O dinheiro para investimento também foi uma dificuldade para Stella, ela se viu em um dilema entre investir em um local, ou em mercadoria. No começo, ela não possuía a quantia necessária para as duas coisas, então foi à procura de fornecedores que oferecessem produtos de qualidade e com menor preço.

Josy Viana destaca a importância de estimular o empreendedorismo feminino, segundo ela isso é possível por meio de informações. “Muitas vezes a mulher já empreende, mas as vezes ela não tem nem consciência de que  está empreendendo, não tem consciência de que ela tem mecanismos legais que traga até seguridade em algumas situações para ela, que traga possibilidade do acesso ao crédito, que traga possibilidade do benefício previdenciário, as vezes ela entende que não é algo que faz parte da realidade dela, mas é algo hoje que é acessível, não é caro abrir uma empresa como microempreendedor individual, não se paga nada para abrir uma empresa, a manutenção que se tem é muito pequena,” informa. 

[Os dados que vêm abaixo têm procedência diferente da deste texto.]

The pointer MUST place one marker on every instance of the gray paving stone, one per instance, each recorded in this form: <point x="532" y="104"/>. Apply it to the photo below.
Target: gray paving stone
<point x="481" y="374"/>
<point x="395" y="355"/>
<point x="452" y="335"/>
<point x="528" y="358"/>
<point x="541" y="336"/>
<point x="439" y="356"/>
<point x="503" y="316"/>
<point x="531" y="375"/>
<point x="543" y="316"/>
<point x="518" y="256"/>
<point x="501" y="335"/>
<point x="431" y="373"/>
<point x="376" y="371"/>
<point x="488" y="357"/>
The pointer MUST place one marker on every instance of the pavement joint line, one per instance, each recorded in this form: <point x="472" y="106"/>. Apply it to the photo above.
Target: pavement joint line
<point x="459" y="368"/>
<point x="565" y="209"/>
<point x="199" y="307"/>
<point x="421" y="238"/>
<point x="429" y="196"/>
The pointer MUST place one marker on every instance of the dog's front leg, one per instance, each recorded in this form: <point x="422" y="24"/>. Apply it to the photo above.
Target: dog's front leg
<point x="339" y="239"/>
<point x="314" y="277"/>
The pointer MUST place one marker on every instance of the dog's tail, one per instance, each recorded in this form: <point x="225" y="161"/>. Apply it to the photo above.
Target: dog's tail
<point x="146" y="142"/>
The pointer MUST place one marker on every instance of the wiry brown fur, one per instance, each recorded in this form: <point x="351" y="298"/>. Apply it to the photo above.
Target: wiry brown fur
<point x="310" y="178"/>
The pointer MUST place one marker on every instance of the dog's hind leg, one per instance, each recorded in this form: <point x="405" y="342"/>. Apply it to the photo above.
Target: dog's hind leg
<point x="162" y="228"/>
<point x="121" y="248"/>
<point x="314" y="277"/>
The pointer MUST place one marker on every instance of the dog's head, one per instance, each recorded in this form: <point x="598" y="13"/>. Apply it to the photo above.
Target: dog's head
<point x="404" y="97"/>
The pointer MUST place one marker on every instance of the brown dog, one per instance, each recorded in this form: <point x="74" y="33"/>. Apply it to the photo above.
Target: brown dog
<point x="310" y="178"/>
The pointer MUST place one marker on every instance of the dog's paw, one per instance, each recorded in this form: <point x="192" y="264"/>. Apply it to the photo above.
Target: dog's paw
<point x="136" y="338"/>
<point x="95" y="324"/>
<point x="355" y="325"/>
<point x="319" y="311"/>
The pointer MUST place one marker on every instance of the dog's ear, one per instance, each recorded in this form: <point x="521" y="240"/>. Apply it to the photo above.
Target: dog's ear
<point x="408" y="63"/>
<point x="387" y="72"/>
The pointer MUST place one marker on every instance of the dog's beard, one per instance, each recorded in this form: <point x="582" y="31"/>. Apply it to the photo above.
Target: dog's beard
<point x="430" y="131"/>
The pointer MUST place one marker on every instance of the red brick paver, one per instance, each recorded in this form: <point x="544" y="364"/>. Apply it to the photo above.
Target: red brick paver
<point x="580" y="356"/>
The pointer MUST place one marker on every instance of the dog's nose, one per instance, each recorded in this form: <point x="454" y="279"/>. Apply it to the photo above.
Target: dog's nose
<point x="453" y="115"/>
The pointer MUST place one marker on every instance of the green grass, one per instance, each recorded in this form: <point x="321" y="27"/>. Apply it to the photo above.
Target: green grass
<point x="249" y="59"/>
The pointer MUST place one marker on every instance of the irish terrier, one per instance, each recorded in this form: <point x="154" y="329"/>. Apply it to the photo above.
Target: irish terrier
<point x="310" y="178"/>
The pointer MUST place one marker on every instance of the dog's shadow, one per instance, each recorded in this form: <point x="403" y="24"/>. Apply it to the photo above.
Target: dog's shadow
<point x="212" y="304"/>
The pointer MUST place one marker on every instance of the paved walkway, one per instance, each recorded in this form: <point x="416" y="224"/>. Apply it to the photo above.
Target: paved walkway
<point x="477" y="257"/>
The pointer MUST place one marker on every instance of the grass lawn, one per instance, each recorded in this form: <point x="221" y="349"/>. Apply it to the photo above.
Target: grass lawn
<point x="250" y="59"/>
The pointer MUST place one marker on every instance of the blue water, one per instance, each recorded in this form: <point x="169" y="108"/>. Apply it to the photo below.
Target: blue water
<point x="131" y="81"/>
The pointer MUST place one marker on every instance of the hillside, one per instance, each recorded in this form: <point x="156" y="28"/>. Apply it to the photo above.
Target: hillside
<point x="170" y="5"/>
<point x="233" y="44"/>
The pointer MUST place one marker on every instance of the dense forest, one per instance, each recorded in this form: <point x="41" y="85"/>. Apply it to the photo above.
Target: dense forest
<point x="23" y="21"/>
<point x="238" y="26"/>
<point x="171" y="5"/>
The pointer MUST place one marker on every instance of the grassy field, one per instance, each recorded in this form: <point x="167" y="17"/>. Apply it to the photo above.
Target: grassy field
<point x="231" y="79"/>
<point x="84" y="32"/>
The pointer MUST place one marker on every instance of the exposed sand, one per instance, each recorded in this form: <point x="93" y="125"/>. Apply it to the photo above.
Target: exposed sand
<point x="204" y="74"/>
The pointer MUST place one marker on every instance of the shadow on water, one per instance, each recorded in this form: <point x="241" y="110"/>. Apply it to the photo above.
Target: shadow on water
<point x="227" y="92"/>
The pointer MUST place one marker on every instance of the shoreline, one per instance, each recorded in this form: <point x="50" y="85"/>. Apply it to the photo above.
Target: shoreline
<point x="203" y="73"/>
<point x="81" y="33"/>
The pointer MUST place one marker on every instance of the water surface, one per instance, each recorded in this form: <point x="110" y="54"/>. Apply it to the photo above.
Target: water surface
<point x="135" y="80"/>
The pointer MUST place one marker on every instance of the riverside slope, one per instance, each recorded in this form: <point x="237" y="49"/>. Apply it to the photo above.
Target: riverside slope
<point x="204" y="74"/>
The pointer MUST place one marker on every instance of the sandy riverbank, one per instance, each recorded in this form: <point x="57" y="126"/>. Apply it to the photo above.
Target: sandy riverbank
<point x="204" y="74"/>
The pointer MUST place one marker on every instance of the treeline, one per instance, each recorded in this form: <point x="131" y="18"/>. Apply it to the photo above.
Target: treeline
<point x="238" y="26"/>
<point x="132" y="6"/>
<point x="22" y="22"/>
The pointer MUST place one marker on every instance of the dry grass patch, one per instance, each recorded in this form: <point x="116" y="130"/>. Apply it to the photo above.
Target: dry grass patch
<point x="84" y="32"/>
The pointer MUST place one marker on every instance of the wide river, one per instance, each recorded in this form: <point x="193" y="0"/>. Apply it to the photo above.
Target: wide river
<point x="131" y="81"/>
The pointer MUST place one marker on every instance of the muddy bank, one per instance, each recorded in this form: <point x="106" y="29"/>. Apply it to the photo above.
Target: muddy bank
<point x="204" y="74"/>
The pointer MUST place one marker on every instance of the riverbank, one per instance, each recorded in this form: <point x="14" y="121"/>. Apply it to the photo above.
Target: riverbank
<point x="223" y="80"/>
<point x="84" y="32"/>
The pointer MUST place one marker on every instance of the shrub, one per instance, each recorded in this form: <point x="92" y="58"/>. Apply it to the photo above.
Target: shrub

Mesmo diante dos obstáculos e com as dificuldades encontradas, todas essas mulheres acreditam que empreender foi a melhor decisão tomada por elas. Para Laisa de Oliveira significa ter divulgação, bom atendimento e bom produto para os clientes. Já para Loren Chris Oliveira, empreendedorismo se trata de “arriscar, tirar nossas ideias do papel e transformá-las em realidade. É se entregar a um sonho por inteiro e fazer acontecer, é enfrentar os obstáculos e as dificuldades, e mesmo assim continuar firme e forte com a realização de seus projetos”, e para além disso, Tatiane Morais afirma que “a gente é do mundo, como diz a filosofia nós somos o nosso meio e não tem coisa melhor do que está no meio em que você ame e que você goste [..] é deixar de realizar o sonho dos outros e viver o seu sonho”.